To push proteomics standards further along, HUPO’s Proteomics Standards Initiative (PSI) held its second meeting last month at the European Bioinformatics Institute in Hinxton near Cambridge, UK, attracting 58 participants.
Progress was made both in the areas of protein interaction and mass spectrometry standards, PSI’s initial focus, according to Henning Hermjakob, sequence database group coordinator at the EBI and one of the meeting organizers.
Moreover, “as a response to community requests,” PSI has now expanded its scope to standards for all types of proteomics data, he said, including, for example, technologies like liquid chromatography or ICAT. “We want to develop an overall proteomics format with shared components and specific modules for the specific experimental technologies,” Hermjakob said, acknowledging that this will be a complex and long-term project.
The aim is to develop standards that would emerge along with the fledgling HUPO initiatives, which will soon start to churn out data. “We hope to start with a simplified standard…relatively soon,” Hermjakob said. “We want to be ready when the data is ready.” Rather than starting from scratch, he said, PSI works together with existing projects, for example PEDRo.
The XML model for the exchange of protein interaction data that came out of the first conference in October was revised during the recent meeting, partly to make it compatible with BioPAX, an emerging standard for protein pathway data. According to Hermjakob, PSI is planning to publish the XML schema and controlled vocabularies by April in a scientific journal and propose them as a standard.

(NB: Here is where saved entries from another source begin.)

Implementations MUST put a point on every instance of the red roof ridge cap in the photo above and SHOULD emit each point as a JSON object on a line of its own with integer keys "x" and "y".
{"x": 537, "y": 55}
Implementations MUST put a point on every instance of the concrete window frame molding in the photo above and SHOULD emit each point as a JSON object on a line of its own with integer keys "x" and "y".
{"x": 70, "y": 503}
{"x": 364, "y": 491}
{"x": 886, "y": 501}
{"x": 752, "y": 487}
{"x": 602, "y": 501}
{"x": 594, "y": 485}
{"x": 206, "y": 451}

Most importantly, a number of protein interaction databases are already on board: Databases and companies that were represented at the meeting said they intend to adopt the standard by the end of this year. These include BIND, DIP, MINT, IntAct, and Hybrigenics. Missing from the list are a number of commercial providers as well as the MIPS database and Cellzome, said Hermjakob, but he believes that at least some of them might join later.

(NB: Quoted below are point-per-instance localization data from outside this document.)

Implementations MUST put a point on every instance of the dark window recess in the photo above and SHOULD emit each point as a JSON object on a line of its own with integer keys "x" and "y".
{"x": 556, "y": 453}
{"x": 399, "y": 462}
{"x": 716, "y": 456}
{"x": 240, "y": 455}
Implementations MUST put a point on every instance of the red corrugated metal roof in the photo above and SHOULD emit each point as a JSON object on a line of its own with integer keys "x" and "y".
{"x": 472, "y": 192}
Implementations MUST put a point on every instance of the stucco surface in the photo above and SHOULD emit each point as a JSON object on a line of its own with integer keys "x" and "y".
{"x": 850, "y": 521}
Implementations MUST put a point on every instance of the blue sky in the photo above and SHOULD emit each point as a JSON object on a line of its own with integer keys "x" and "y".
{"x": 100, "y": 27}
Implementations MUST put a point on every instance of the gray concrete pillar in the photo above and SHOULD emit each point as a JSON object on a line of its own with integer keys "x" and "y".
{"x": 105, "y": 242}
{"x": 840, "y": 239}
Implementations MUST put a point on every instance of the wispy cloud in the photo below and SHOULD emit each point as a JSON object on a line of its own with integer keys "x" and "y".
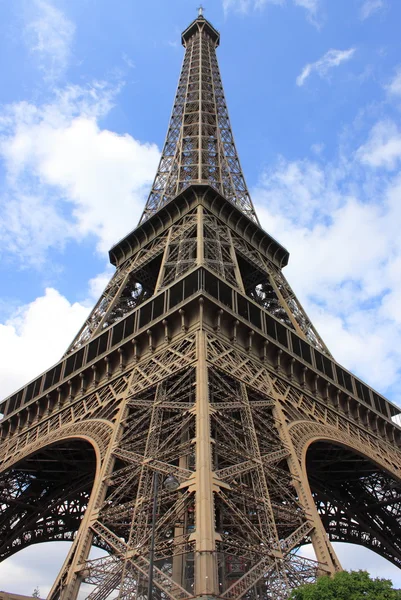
{"x": 394, "y": 87}
{"x": 332, "y": 58}
{"x": 341, "y": 207}
{"x": 369, "y": 7}
{"x": 64, "y": 172}
{"x": 311, "y": 6}
{"x": 244, "y": 6}
{"x": 49, "y": 35}
{"x": 383, "y": 148}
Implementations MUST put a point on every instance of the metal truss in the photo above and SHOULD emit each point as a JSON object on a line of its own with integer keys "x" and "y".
{"x": 199, "y": 146}
{"x": 178, "y": 371}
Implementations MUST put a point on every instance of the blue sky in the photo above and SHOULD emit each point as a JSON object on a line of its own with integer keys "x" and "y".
{"x": 314, "y": 93}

Once the standard is published, PSI also intends to approach journals and ask them to recommend submission of protein interaction datasets in the new format.
One focus of PSI’s mass spectrometry working group has been to find a way to exchange peak lists between mass spectrometers from different vendors easily, according to Weimin Zhu, head of database applications at the EBI and co-organizer of the PSI meeting. During a meeting directly preceding the PSI conference, three mass spec vendors — Waters, Ciphergen Biosystems, and Bruker Daltonics — said they would be willing to establish and support a standard representation for proteomics-related mass spec data, he said.
PSI is now collaborating with ASTM International, a standards organization that publishes the current netCDF-based mass spectrometry standard. Randall Julian, a senior research scientist at Eli Lilly and chair of an ASTM group developing analytical data exchange protocols, is aiming to establish a consensus among mass spec vendors on an XML protocol for proteomics data interchange.
According to Zhu, Julian is working with vendors on a draft for an XML-based standard representation of annotated peak lists and plans to present it at the June meeting of the American Society for Mass Spectrometry. “This generic protocol will be instrument-independent,” said Zhu. “People in the lab can take this output from the instrument and work with the files right away. Since it is in XML format, it will also be easy to write a program to parse the data, to extract it, and to put it into a database.”
In addition to a standard for the output from mass spec instruments, PSI also aims to develop a generic input file format and a standardized output file format for various database search engines. At the moment, Zhu said, most search engines only accept certain data formats, and produce results in HTML format that cannot be easily parsed, extracted, and put into a data repository. Two software vendors who attended the meeting, Waters and Matrix Science, have already agreed to be actively involved in the effort, Zhu said. However, more vendors need to come on board, he added.
Finally, the mass spec group is also working on guidelines — similar to the MIAME guidelines for microarray experiments — for submitting mass spec data to a future data repository. “The data should meet minimum requirements for publication, for data comparison and exchange, and for repeating the experiment,” Zhu said. Two sub-groups are currently working on data models — one focusing on mass spec data, the other one on sample preparation or other data that precedes mass spectrometry — which should be ready by the next HUPO congress in Montreal in October.